DEUXIÈME SECTION
DÉCISION
Requête no 9351/05
Fatih GÜLTEKİN
contre la Turquie
La Cour européenne des droits de l’homme (deuxième section), siégeant le 14 mars 2017 en un comité composé de :
Nebojša Vučinić, président,
Valeriu Griţco,
Stéphanie Mourou-Vikström, juges,
et de Hasan Bakırcı, greffier adjoint de section,
Vu la requête susmentionnée introduite le 22 décembre 2004,
Après en avoir délibéré, rend la décision suivante :
FAITS ET PROCÉDURE
Le requérant, M. Fatih Gültekin, est un ressortissant turc né en 1980 et résidant à Ankara.

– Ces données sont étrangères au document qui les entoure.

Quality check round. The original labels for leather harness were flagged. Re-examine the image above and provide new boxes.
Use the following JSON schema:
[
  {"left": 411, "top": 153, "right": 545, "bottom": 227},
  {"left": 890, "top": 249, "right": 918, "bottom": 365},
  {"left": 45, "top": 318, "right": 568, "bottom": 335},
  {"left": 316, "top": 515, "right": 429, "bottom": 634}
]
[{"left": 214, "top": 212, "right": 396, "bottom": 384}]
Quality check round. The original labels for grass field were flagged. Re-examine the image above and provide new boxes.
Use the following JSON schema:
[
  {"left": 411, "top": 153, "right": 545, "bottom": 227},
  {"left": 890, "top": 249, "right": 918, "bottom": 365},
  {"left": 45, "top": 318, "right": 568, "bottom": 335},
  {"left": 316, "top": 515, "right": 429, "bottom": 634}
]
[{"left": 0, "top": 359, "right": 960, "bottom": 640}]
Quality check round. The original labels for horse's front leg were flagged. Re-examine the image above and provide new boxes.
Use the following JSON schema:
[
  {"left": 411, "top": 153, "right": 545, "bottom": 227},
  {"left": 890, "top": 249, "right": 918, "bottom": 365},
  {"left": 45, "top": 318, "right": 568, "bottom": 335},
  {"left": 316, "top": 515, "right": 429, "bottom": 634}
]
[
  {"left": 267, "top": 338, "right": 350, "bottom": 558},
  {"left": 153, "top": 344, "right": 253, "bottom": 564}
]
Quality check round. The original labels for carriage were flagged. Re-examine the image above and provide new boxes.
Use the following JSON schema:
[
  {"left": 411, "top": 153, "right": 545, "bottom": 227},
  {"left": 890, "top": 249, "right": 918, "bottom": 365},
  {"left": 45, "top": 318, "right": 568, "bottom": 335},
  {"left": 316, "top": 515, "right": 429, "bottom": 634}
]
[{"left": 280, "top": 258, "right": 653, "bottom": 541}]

Il a été représenté devant la Cour par Me G. Zorcu, avocat à Ankara.
Le gouvernement turc (« le Gouvernement ») a été représenté par son agent.
Invoquant l’article 11 de la Convention et de l’article 2 du Protocole no 1, le requérant se plaignait d’une atteinte à son droit de manifestation et de l’enseignement.
Les griefs du requérant tirés des articles 11 de la Convention pour une atteinte au droit de manifestation et 2 du Protocole no 1 en raison de son exclusion temporaire de l’université ont été communiquées au gouvernement qui a transmis ses observations sur la recevabilité et le bien-fondé de ceux-ci. Ces observations ont été adressées au requérant qui a été invité à présenter les siennes. La lettre du greffe est demeurée sans réponse.
Par une lettre recommandée avec accusé de réception du 4 octobre 2016, sur le fondement de l’article 37 § 1 a) de la Convention, la Cour a attiré l’attention du requérant sur le fait que le délai qui lui était imparti pour la présentation de ses observations était échu depuis le 9 mai 2016 et qu’il n’en avait pas sollicité la prolongation. Elle a en outre précisé qu’aux termes de ce même article, elle pouvait rayer une requête du rôle lorsque, comme en l’espèce, les circonstances donnent à penser que le requérant n’entend pas maintenir celle-ci. La lettre est bien parvenue au représentant du requérant qui n’y a pas répondu. Il ressort des documents relatifs à la requête que ni le requérant, ni son représentant ne se sont manifestés depuis 2 avril 2010, date du dernier courrier du représentant.
EN DROIT
À la lumière de ce qui précède, la Cour conclut que le requérant n’entend plus maintenir sa requête (article 37 § 1 a) de la Convention). En l’absence de circonstances particulières touchant au respect des droits garantis par la Convention ou ses Protocoles, la Cour considère qu’il ne se justifie plus de poursuivre l’examen de la requête, au sens de l’article 37 § 1 in fine de la Convention.
Il y a donc lieu de rayer l’affaire du rôle.
Par ces motifs, la Cour, à l’unanimité,
Décide de rayer la requête du rôle.
Fait en français puis communiqué par écrit le 6 avril 2017.